In a presentation at HUPO, Mann showed data from his group's experiments running the method on the timsTOF Pro. Using 5 μg of HeLa cell digest split into 24 fractions with each fraction run on a 45-minute gradient they identified 9,348 proteins. In a single-shot experiment using a 30-minute LC gradient they identified roughly 4,000 proteins and 800 unique proteins per minute. And in an experiment starting with 3.125 ng of HeLa digest, the equivalent of roughly 15 cells, they identified 1,803 proteins.
It is the high sensitivity exemplified by the latter experiment that Mann said has proved most powerful thus far.
"Based on the fact that we trap the ions in parallel and use 10 or more of the trapped ions, we should have a factor of 10 in speed and/or sensitivity compared to other instruments where this is done serially," he said. "This is indeed the case, and we now load about five to 10 times less [sample] than we do on other systems, while [achieving] comparable depths [of coverage]."

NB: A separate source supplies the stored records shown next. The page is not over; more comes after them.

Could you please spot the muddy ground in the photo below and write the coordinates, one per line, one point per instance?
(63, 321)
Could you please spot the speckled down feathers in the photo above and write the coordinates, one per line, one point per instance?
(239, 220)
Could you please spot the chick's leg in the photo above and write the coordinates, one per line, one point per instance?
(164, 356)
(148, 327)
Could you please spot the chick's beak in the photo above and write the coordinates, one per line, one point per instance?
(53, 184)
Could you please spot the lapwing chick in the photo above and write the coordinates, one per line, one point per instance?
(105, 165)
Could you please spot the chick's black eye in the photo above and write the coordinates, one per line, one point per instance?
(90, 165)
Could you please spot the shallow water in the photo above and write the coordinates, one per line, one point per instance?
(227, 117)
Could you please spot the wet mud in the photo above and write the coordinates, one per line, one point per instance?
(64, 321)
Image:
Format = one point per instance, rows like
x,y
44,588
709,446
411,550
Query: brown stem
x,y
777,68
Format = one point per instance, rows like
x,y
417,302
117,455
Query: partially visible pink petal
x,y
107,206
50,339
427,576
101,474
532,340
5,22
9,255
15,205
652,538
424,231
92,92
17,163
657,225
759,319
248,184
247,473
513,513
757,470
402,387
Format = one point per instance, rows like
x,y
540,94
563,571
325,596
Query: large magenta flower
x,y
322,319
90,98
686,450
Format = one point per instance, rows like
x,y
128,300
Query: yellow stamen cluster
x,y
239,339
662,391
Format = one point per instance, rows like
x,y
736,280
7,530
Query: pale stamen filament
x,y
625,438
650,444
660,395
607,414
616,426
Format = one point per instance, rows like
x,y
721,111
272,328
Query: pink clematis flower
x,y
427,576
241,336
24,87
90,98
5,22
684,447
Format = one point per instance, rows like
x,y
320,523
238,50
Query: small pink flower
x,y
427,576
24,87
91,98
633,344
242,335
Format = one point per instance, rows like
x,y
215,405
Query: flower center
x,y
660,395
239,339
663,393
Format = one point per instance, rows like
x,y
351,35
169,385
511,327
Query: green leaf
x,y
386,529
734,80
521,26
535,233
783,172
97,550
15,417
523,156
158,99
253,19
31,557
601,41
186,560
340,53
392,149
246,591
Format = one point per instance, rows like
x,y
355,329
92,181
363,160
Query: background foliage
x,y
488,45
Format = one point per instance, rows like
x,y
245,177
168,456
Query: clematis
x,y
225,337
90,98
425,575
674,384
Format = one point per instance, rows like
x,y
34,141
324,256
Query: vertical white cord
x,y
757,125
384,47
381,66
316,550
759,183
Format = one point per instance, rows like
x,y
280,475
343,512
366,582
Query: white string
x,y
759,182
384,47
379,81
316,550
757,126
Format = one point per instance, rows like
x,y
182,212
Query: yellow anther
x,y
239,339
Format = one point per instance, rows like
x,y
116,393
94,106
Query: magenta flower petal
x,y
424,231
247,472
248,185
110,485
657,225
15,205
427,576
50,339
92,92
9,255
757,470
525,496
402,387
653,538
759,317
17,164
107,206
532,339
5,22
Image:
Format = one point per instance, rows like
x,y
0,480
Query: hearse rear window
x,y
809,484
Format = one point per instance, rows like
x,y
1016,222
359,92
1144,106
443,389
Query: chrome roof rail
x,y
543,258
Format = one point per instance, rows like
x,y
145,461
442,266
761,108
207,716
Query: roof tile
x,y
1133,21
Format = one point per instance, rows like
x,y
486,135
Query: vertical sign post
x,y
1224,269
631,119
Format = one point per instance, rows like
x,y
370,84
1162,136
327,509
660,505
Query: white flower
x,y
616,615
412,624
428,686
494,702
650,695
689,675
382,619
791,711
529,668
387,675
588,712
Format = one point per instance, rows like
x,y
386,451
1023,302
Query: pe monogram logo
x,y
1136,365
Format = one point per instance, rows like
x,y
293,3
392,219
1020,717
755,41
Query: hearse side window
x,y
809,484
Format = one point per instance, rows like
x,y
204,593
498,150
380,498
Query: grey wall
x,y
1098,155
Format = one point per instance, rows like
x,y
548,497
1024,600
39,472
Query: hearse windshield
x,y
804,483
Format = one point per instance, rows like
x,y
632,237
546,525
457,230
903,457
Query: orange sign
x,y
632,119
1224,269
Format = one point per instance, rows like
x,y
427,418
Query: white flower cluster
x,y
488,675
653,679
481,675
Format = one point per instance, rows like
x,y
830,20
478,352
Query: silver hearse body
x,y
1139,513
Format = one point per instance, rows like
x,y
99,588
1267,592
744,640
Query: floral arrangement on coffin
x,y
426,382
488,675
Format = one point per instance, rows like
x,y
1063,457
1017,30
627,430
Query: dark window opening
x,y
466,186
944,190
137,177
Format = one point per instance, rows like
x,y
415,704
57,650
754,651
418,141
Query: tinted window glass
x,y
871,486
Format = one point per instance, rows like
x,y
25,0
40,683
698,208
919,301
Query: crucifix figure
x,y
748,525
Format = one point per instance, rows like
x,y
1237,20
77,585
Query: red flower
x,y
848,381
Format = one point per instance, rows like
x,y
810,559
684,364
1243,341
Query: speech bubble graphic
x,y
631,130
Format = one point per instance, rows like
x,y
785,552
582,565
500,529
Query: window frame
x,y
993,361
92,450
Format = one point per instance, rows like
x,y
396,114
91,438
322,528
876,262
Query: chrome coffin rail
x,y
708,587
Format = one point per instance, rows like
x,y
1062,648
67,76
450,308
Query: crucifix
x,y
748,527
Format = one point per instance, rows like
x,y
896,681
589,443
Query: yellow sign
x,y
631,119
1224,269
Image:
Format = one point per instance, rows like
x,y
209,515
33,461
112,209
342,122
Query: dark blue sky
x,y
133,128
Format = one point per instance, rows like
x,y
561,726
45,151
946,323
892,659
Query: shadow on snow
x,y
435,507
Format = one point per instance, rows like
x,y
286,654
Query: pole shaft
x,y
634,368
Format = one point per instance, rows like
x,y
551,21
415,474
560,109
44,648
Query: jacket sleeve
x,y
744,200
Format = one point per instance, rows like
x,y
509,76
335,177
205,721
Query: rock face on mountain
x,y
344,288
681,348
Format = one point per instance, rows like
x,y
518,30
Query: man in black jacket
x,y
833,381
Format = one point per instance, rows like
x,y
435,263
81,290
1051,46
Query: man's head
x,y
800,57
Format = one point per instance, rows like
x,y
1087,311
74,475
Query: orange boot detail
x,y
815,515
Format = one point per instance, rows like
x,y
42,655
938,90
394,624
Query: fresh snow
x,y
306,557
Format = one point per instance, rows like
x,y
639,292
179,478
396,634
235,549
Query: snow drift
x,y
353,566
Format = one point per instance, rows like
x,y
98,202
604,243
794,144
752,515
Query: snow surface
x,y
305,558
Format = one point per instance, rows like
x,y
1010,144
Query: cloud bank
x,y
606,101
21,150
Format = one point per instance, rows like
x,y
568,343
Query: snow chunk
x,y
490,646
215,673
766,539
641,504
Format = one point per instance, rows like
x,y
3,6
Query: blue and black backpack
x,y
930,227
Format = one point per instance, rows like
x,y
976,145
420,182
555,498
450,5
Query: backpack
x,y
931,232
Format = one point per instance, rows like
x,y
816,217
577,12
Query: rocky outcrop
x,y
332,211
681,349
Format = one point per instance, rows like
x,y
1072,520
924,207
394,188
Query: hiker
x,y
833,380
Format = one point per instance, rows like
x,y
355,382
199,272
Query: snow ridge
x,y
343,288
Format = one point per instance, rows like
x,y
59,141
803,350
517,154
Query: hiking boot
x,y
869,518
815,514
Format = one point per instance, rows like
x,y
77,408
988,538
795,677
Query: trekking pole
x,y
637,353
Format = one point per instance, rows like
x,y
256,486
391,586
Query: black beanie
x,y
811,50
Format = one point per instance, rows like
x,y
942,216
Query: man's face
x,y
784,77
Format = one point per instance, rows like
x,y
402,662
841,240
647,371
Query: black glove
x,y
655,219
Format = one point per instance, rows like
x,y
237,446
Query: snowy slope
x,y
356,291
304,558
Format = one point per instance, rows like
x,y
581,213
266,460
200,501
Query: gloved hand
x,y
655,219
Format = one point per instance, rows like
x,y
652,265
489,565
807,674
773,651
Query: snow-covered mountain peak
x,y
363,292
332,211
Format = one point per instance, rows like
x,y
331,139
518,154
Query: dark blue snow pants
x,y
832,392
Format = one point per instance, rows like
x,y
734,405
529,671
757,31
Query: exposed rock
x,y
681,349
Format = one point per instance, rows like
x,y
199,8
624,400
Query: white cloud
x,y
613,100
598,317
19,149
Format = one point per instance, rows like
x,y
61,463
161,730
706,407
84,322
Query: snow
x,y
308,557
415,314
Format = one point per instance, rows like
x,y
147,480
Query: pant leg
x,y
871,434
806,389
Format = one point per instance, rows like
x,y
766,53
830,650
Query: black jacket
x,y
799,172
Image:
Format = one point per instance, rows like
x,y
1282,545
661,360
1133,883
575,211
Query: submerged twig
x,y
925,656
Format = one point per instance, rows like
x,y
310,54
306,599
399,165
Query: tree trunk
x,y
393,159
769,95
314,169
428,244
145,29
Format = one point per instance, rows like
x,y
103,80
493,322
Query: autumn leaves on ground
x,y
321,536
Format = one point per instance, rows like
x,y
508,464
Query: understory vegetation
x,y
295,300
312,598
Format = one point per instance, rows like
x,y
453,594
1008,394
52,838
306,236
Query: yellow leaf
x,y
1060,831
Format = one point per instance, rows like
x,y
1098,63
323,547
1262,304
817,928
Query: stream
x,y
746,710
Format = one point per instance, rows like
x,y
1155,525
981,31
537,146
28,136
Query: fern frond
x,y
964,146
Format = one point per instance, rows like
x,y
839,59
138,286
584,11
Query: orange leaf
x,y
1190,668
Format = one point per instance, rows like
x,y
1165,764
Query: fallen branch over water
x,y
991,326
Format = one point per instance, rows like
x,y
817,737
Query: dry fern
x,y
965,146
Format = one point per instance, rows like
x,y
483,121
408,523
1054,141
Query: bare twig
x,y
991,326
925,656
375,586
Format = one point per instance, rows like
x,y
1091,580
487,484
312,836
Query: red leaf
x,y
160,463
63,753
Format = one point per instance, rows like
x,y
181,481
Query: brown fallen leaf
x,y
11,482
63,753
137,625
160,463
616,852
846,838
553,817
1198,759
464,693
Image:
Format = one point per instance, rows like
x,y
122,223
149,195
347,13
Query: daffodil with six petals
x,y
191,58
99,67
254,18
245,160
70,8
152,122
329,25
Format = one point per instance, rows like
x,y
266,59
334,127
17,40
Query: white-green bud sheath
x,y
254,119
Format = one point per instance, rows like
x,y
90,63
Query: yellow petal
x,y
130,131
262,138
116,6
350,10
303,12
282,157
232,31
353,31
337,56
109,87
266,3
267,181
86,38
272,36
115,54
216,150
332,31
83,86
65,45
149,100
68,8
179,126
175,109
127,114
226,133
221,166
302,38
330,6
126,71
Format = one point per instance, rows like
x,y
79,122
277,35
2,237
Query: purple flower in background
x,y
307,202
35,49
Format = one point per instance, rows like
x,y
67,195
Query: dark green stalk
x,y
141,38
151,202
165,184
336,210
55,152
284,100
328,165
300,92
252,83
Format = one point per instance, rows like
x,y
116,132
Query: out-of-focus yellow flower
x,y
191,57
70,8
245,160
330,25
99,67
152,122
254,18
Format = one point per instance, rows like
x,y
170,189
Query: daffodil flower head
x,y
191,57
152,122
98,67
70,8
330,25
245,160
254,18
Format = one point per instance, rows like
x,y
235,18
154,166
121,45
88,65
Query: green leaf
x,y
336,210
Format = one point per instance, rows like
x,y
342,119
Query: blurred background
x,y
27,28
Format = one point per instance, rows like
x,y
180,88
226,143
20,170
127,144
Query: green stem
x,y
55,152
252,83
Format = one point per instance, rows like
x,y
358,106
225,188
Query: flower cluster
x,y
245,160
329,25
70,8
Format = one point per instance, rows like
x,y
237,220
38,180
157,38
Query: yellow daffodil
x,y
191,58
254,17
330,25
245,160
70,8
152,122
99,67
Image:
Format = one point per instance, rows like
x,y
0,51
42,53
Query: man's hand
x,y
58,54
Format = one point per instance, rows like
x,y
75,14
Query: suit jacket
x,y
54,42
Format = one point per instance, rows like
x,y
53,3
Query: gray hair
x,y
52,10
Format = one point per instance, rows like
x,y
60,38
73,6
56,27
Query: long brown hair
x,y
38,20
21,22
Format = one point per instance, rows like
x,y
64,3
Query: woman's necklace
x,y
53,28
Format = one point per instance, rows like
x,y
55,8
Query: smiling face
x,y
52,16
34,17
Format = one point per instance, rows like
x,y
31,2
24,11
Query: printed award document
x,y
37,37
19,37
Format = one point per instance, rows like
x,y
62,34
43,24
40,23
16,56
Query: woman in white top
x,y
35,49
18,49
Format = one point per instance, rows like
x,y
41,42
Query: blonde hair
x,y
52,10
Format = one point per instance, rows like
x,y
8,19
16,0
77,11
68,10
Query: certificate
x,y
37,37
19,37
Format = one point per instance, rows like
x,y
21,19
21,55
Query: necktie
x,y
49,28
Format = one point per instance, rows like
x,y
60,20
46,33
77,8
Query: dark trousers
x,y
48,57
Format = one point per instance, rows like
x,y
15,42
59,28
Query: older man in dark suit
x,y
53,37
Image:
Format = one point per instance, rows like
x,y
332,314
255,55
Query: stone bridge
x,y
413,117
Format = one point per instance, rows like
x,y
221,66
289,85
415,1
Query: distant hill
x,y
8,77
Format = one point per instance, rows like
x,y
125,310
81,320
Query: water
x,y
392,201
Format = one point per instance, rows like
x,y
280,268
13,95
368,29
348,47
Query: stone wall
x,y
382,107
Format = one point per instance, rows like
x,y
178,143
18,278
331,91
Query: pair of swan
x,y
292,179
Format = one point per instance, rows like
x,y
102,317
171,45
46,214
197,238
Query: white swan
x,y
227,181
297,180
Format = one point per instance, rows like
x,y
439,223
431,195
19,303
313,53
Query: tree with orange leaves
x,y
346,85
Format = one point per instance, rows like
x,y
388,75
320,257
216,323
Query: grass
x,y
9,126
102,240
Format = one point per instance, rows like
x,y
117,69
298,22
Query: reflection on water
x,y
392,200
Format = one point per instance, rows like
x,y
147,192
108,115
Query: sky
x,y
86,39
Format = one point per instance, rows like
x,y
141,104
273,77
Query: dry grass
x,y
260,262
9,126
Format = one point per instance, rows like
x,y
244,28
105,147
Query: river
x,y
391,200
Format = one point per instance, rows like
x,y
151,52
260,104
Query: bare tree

Mann added that there was room to start with sample sizes even smaller than the 15-cell HeLa digest experiment he presented at HUPO.
He said that he sees the instrument and PASEF method as well suited to clinical research where sample material is often limited. He noted work that he and his colleagues have done combining the Bruker instrument with the Evosep One LC system, which is aimed at the clinical proteomics space.
Also introduced at last week's HUPO meeting, the Evosep One instrument is, according to the company, optimized for rapidly running large-cohort experiments and can run around 200 samples per day at speeds of 1μL/min while operating around the clock.
The LC offers "very fast HPLC separation without losing robustness or sensitivity," said Mann, who noted that he has a business relationship with Evosep, though not with Bruker. "Given the fact that the Evosep in our hands allows thousands of injections of clinical material like plasma, and the fact that we have not had to clean the Bruker PASEF timsTOF for a year, this combination could be extremely attractive to bring proteomics to the clinic," he added.
Thakur likewise noted that Bruker envisioned the timsTOF as being well-suited to clinical research analyzing small samples like needle biopsies in cancer.
"That's exactly why we need to go to lower cell counts and hence more sensitive instruments," he said. "That's exactly the purpose."
Mann also gave as examples of areas where the new instrument and technique could prove useful the analysis of phosphoproteins in small amounts of material or analysis of formalin-fixed paraffin-embedded cancer samples."
"If the promise holds up, I don't see any areas where the approach should not be beneficial," he said.
According to Thakur the timsTOF Pro is currently available for order and will begin shipping by the end of the quarter.